The Delta variant and increase in cases appear to have complicated the reopening of the U.S.-Mexico land border to nonessential travel. On July 21, the Joe Biden administration renewed border restrictions, which have been extended on a monthly basis since March 2020. These restrictions are facing mounting opposition from political and business leaders in U.S. border cities like San Diego and Laredo.
On immigration, June set the record for monthly crossings at the border in recent history, with 188,829 encounters. Yet, over a third of those immigrants were double or triple counted due to Title 42, a public health order that gives the Department of Homeland Security the authority to immediately expel individuals to Mexico and their countries of origin. According to Customs and Border Protection, the number of unique encounters was 123,828.
The Biden administration continues to send the message to migrants that they shouldn’t come to the United States. It is reportedly contemplating keeping in place Title 42 restrictions at the border. Homeland Security Secretary Alejandro Mayorkas warned that migrants who come by sea won’t be permitted to enter the United States. His comments came after the assassination of Haitian President Jovenel Moïse and protests in Cuba, though there hasn’t yet been an increase in arrivals from those countries by sea.
A federal judge in Texas recently blocked new applications for the Deferred Action for Childhood Arrivals (DACA) program, leaving tens of thousands of undocumented immigrants who came to the United States as children in legal limbo. This ruling comes as Democrats are assessing whether to use the budget reconciliation process — which would require only a simple majority — to pass immigration reform.
On foreign policy, many of Mexican President Andrés Manuel López Obrador (AMLO) administration’s recent positions are at odds with the United States. Mexican Foreign Relations Secretary Marcelo Ebrard expressed support for the Cuban government amid recent protests and interest in restoring diplomatic and commercial relations with North Korea. This represents yet another bump in the road for the Biden administration, which has been working to broaden the bilateral agenda.
On a more positive yet still challenging note, U.S., Mexican and Canadian trade ministers met in Mexico City on July 7 to commemorate the one-year anniversary of the USMCA trade agreement. Over the coming year, the USMCA could help fuel North America’s economic recovery. Yet, challenges remain. The three countries must continue to resolve trade disputes, adapt regional supply chains and reach an agreement on rules of origin for cars.
López Obrador’s energy policy poses another challenge. Recently, his administration awarded a contract for a major oil in the Gulf of Mexico find to state-owned Petróleos Mexicanos (Pemex) instead of a private consortium led by the U.S. company Talos Energy that first discovered it five years ago and had already invested $300 million into the project.
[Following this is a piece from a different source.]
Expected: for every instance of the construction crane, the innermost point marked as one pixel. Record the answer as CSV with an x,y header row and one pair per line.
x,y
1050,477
Last week, a bipartisan group of U.S. congressman and senators urged Biden to engage the Mexican president more directly on the issue of energy and López Obrador’s efforts to stifle private investment in the sector.
ANTONIO GARZA is a U.S. lawyer who served as his country’s ambassador to Mexico between 2002 and 2009. In recognition of his work, in 2009, the Mexican government bestowed on him the Águila Azteca, the highest award granted to foreigners. Prior to his appointment as ambassador, Garza served as Texas’ secretary of state from January 1995 to November 1997 and was also chairman of the Texas Railroad Commission. He is currently a lawyer specializing in cross-border issues at White & Case, which was recently named the most innovative firm in North America for 2020 by the Financial Times. He is also currently a director at both Kansas City Southern and MoneyGram.